En tout état de cause, et la table ronde réunissant Thierry Jadot et Matthieu Boutard 115 ( * ) l'a amplement souligné, des solutions existent pour ne pas rester passif face au cyberharcèlement .
* 98 Enquête Génération numérique « les pratiques numériques des jeunes de 11 à 18 ans », mars 2021.
* 99 14 % des enfants dispose au moins d'un compte personnel pour se connecter sur un réseau social comme par exemple Snapchat, Instagram, Facebook, Tik Tok ou Twitter.
* 100 Audition du mercredi 9 juin 2021.
* 101 Audition du mercredi 2 juin 2021.
* 102 Audition du mercredi 23 juin 2021.
* 103 Décision n° 84-181 DC du 11 octobre 1984 : le droit de libre communication et la liberté de parler, écrire et imprimer librement constituent « une liberté fondamentale, d'autant plus précieuse que son exercice est l'une des garanties essentielles du respect des autres droits et libertés et de la souveraineté nationale ».
* 104 Décision n° 2009-580 DC du 10 juin 2009.
* 105 Décision n° 2020-801 DC du 18 juin 2020.

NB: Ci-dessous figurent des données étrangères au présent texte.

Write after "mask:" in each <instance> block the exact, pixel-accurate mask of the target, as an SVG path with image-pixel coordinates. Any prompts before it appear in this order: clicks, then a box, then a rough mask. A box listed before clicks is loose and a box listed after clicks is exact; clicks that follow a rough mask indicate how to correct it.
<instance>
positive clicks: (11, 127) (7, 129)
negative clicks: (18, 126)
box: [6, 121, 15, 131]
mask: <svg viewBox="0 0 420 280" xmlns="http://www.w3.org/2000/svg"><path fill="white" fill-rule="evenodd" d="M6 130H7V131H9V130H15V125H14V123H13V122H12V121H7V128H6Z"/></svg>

* 106 Audition du jeudi 10 juin 2021.
* 107 Le projet de règlement e-privacy a été présenté par la commission en 2017. « Bloqué » depuis cette date en raison de divergences importantes entre les États membres, un compromis a été trouvé en février 2021, permettant sa transmission pour examen au Parlement européen.

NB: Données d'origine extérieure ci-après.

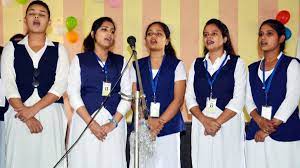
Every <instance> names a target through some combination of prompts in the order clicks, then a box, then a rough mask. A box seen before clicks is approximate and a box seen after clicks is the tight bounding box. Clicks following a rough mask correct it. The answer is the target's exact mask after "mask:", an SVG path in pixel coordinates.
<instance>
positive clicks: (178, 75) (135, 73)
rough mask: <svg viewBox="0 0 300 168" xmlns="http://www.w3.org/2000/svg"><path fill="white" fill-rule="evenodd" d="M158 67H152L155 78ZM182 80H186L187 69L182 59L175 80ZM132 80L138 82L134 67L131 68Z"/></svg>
mask: <svg viewBox="0 0 300 168" xmlns="http://www.w3.org/2000/svg"><path fill="white" fill-rule="evenodd" d="M157 72H158V69H152V74H153V76H152V77H153V79H154V78H155V76H156V75H157ZM180 80H186V71H185V67H184V64H183V62H182V61H180V62H179V63H178V65H177V67H176V69H175V78H174V82H176V81H180ZM131 81H132V82H133V83H136V72H135V69H134V68H131Z"/></svg>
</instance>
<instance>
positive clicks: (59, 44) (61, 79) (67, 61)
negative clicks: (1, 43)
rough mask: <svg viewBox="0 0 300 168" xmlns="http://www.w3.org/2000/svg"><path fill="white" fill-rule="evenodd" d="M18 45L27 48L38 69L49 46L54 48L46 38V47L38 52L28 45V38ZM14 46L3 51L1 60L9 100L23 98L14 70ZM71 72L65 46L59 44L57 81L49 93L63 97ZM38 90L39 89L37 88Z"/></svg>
mask: <svg viewBox="0 0 300 168" xmlns="http://www.w3.org/2000/svg"><path fill="white" fill-rule="evenodd" d="M18 44H21V45H25V48H26V50H27V52H28V54H29V56H30V58H31V59H32V62H33V66H34V67H35V68H37V67H38V64H39V61H40V59H41V57H42V56H43V54H44V52H45V50H46V48H47V46H54V44H53V42H52V41H51V40H49V39H48V38H46V41H45V45H44V46H43V47H42V48H41V49H40V50H39V51H38V52H34V51H33V50H32V49H31V48H30V46H29V44H28V36H26V37H25V38H24V39H23V40H21V41H20V42H18ZM14 51H15V48H14V45H13V43H12V42H9V43H8V44H7V45H6V46H5V47H4V49H3V52H2V60H1V76H2V79H3V83H4V88H5V92H6V97H7V99H10V98H21V96H20V94H19V92H18V88H17V84H16V73H15V69H14V59H15V56H14ZM68 71H69V58H68V54H67V51H66V49H65V48H64V46H62V45H60V44H59V47H58V60H57V67H56V75H55V81H54V84H53V85H52V87H51V88H50V90H49V91H48V92H49V93H52V94H54V95H56V96H58V97H61V96H62V95H63V93H64V92H65V90H66V88H67V77H68ZM35 89H37V88H35Z"/></svg>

* 108 8 recommandations pour renforcer la protection des mineurs en ligne, CNIL, 9 juin 2021.
* 109 Audition du mercredi 23 juin 2021.
* 110 Enquête Génération numérique « les pratiques numériques des jeunes de 11 à 18 ans », mars 2021)
* 111 Les comportements digitaux des enfants, regards croisés parents et enfants, sondage IFOP réalisé pour la CNIL, février 2020.
* 112 Audition du jeudi 17 juin 2021.
* 113 Audition du mercredi 23 juin 2021.
* 114 Audition du jeudi 1 er juillet 2021.
* 115 Audition du mercredi 30 juin 2021.